The Broker's Behavior

When the consumer spins up again, a crucial question arises: Will the Kafka broker re-send messages 1, 2, and 3 (for which no explicit commit was received), or will it start from message 5?

The correct answer is: The Kafka broker will not re-send messages 1, 2, or 3.

  1. The broker simply checks the __consumer_offset topic for the latest committed offset for that particular consumer group and topic.
  2. In our scenario, the latest committed offset is for message 4 (which means the next message to read is 5).
  3. The broker will then start sending messages from message 5 onwards (i.e., 5, 6, 7, etc.).
  4. Kafka assumes that all messages prior to the latest committed offset have been successfully processed, even if individual commits for those messages were not received.

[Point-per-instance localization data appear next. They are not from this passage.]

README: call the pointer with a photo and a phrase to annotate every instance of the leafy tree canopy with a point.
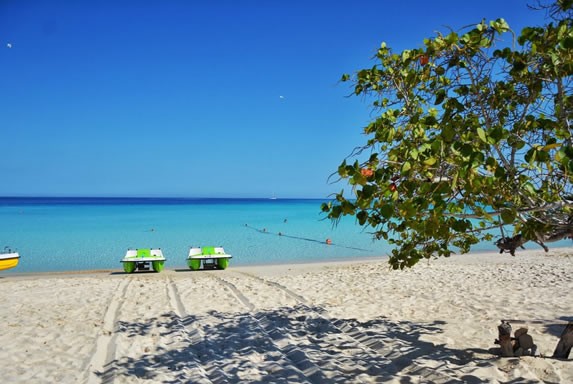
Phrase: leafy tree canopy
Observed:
(471, 139)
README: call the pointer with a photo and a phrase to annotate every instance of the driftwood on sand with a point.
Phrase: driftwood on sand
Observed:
(563, 348)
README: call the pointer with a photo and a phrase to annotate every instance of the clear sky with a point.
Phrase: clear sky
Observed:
(197, 98)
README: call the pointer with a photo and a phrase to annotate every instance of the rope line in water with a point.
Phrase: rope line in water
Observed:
(264, 231)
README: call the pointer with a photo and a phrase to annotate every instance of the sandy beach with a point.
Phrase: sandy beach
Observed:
(344, 322)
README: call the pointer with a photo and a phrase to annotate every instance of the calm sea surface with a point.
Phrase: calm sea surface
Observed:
(64, 234)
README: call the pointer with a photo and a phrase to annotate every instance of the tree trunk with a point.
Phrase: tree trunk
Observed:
(565, 343)
(505, 339)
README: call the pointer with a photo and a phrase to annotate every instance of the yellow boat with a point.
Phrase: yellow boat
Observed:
(8, 259)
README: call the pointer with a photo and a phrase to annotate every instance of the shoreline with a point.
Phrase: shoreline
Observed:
(342, 321)
(343, 260)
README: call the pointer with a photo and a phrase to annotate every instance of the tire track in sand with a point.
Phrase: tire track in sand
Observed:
(279, 366)
(104, 353)
(193, 371)
(378, 346)
(293, 337)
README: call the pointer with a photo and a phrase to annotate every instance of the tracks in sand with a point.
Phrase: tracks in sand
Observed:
(167, 336)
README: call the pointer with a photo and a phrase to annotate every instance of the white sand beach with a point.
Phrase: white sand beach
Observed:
(345, 322)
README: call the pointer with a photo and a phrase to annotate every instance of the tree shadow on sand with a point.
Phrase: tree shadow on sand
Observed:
(290, 344)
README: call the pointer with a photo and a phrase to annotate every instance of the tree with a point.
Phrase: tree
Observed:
(472, 139)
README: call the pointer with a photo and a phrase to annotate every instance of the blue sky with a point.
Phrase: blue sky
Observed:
(197, 98)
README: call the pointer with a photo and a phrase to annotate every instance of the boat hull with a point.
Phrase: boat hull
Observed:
(9, 260)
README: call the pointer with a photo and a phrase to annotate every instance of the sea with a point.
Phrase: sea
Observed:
(79, 233)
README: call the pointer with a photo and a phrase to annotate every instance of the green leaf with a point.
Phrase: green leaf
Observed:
(430, 161)
(481, 135)
(440, 96)
(387, 210)
(508, 216)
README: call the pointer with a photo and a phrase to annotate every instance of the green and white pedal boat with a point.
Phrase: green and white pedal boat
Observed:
(208, 257)
(143, 260)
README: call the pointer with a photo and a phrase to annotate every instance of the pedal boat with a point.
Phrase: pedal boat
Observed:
(209, 257)
(143, 260)
(8, 259)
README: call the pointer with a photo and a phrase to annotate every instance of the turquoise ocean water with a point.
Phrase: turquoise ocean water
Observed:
(69, 234)
(64, 234)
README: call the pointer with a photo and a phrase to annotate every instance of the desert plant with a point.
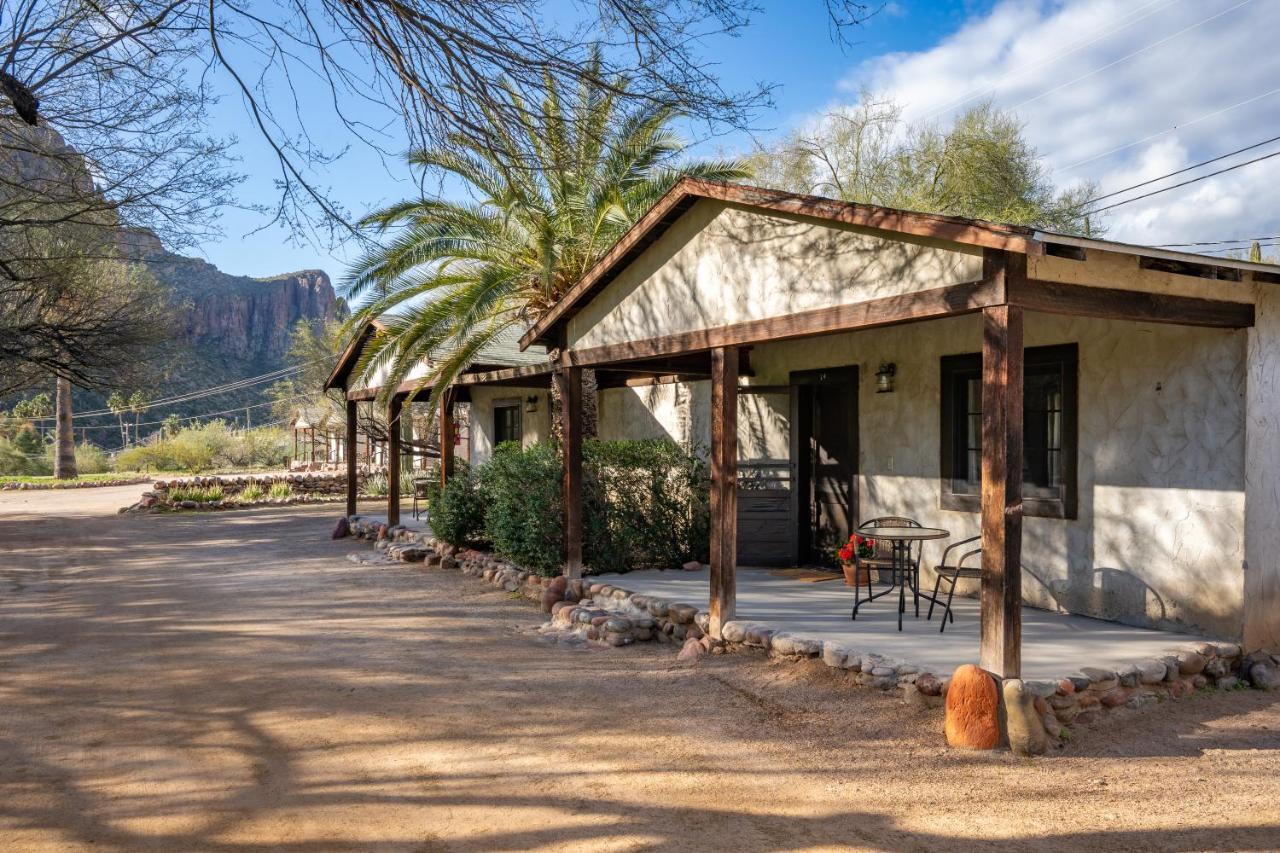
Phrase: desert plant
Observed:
(197, 493)
(251, 492)
(375, 486)
(644, 505)
(91, 459)
(524, 512)
(457, 512)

This committed offset acts like a "bookmark".

This behavior is termed "out-of-order commit" because, ideally, commits should be sequential (1, then 2, then 3, then 4). However, in this scenario, a commit for message 4 is received directly, without commits for messages 1, 2, or 3.

Advantages of Out-of-Order Commit#

The primary advantage of out-of-order commit is reduced overhead.

  1. Committing an offset for every single message individually can produce a lot of overhead, as it's a complex operation.
  2. Instead, consumers can consume a batch of messages (e.g., 1, 2, 3, 4).
  3. After processing the entire batch, the consumer only needs to commit the offset of the last message in that batch (e.g., message 4).
  4. This way, the entire batch is effectively acknowledged, and the broker will not re-send any messages within that batch, understanding them as successfully processed. This significantly improves efficiency by reducing the number of commit operations.

Disadvantages of Out-of-Order Commit#

While efficient, out-of-order commit has a significant disadvantage: potential message loss.

  1. Imagine a scenario where a consumer processes messages using multiple threads or a complex backend system.
  2. If messages 1, 2, and 3 fail during processing, but message 4 (which was processed by a separate, successful thread) is committed.
  3. Even though messages 1, 2, and 3 failed, because message 4's offset was committed, the broker will not re-send those failed messages when the consumer restarts.
  4. This can lead to data loss or inconsistent processing if not handled carefully at the application level.